Pazienti nell’attesa
“Dov’è dunque ora ciò che io attendo?” (Gb 1715). Che cosa potevano desiderare così ardentemente i giusti, se non la venuta di Dio, giusto e giustificante, che volontariamente sarebbe disceso fino a condividere le pene del genere umano, e così a liberare i prigionieri dalla morte mediante la sua giustizia? Essi non cessavano un istante di attendere con ardente affetto la sua venuta. Sapevano che un giorno sarebbe venuto, ma supplicavano che venisse presto. Perciò Giobbe non si limita a dire: Dov’è dunque ciò che io attendo?, ma dice: “Dov’è dunque ora ciò che io attendo?”. Precisando “ora”, esprime l’ardente desiderio che colui che un giorno verrà, venga subito.

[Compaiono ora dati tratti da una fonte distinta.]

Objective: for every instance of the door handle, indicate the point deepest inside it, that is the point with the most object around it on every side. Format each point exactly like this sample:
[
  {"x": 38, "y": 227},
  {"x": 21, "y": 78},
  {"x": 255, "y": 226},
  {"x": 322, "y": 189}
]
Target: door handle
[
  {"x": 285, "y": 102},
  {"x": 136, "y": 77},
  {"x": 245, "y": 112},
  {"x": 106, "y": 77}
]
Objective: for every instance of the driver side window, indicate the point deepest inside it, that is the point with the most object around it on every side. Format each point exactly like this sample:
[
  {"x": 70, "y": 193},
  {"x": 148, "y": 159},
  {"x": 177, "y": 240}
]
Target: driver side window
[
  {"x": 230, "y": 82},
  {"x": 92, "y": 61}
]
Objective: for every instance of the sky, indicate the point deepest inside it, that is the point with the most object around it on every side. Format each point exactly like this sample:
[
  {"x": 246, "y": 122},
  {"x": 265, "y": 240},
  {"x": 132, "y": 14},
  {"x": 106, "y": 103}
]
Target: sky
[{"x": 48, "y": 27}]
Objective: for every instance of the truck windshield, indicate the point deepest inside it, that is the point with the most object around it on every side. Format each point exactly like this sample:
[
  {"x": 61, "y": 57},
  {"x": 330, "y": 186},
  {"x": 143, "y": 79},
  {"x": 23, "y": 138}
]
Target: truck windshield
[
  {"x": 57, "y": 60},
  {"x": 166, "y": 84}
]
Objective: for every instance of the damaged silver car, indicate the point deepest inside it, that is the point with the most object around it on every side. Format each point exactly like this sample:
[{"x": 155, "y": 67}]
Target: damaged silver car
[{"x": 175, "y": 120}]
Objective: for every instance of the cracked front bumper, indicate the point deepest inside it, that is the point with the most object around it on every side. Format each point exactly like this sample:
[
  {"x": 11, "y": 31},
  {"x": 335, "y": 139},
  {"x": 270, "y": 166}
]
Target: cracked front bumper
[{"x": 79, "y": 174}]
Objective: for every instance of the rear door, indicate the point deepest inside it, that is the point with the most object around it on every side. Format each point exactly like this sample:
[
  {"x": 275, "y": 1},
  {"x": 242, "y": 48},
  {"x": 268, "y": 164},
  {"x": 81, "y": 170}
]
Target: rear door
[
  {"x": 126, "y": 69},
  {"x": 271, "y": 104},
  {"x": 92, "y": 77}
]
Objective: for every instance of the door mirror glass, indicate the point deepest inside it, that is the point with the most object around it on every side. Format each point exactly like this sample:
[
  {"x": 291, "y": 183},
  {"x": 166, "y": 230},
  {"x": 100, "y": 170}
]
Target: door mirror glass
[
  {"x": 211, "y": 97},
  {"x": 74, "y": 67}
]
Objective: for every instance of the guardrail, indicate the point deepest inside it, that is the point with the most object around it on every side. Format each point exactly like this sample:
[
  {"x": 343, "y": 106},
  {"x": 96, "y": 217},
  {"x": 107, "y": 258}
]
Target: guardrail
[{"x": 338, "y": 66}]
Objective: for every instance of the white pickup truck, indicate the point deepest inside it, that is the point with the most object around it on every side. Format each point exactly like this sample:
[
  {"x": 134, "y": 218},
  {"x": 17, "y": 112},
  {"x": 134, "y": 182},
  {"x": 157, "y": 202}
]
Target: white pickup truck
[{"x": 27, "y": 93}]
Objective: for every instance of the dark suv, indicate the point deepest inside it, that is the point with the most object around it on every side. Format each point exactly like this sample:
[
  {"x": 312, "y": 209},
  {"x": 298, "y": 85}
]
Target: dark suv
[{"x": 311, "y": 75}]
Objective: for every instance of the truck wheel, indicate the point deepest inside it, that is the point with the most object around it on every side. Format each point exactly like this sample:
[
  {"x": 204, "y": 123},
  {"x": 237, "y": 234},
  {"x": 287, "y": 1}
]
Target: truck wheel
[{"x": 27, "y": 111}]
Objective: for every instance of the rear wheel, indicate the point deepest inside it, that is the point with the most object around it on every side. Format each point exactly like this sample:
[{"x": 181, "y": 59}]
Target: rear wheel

Egli continua: “E la mia pazienza chi la considera?”. Ha espresso il desiderio di essere redento presto, mentre vive ancora nella carne, e di essere richiamato dagli inferi al cielo. Certo erano pochi gli uomini che come lui si interrogavano sul destino della vita presente e sul ritardo dopo la morte. Era una doppia prova che i giusti dovevano affrontare prima della venuta del nostro redentore. Così Giobbe può dire: “E la mia pazienza chi la considera?”.
È vero, c’è chi considera la sua pazienza, ma siccome Dio non esaudisce subito, si direbbe che non la considera abbastanza. Infatti la redenzione del genere umano, che è venuta alla fine dei tempi, a coloro che vissero all’inizio del mondo sembrava in ritardo, perché erano separati da un lungo spazio di tempo dalla ricompensa dei beni celesti, come conferma la Verità quando dice”Molti profeti e re hanno desiderato vedere ciò che voi vedete, ma non lo videro” (Lc 10,24). Così ora Giobbe che dice: “E la mia pazienza chi la considera?” esprime i voti di un ardente desiderio. Ciò non vuol dire che Dio non consideri la pazienza dei giusti, ma sembra che non la consideri, perché non appare subito secondo il desiderio dei giusti e, prolungando i tempi, differisce la grazia del suo piano salvifico. Giobbe può dire: “Chi considera la mia pazienza?” perché se il tempo per chi dispone il piano è breve, per chi ama è lungo.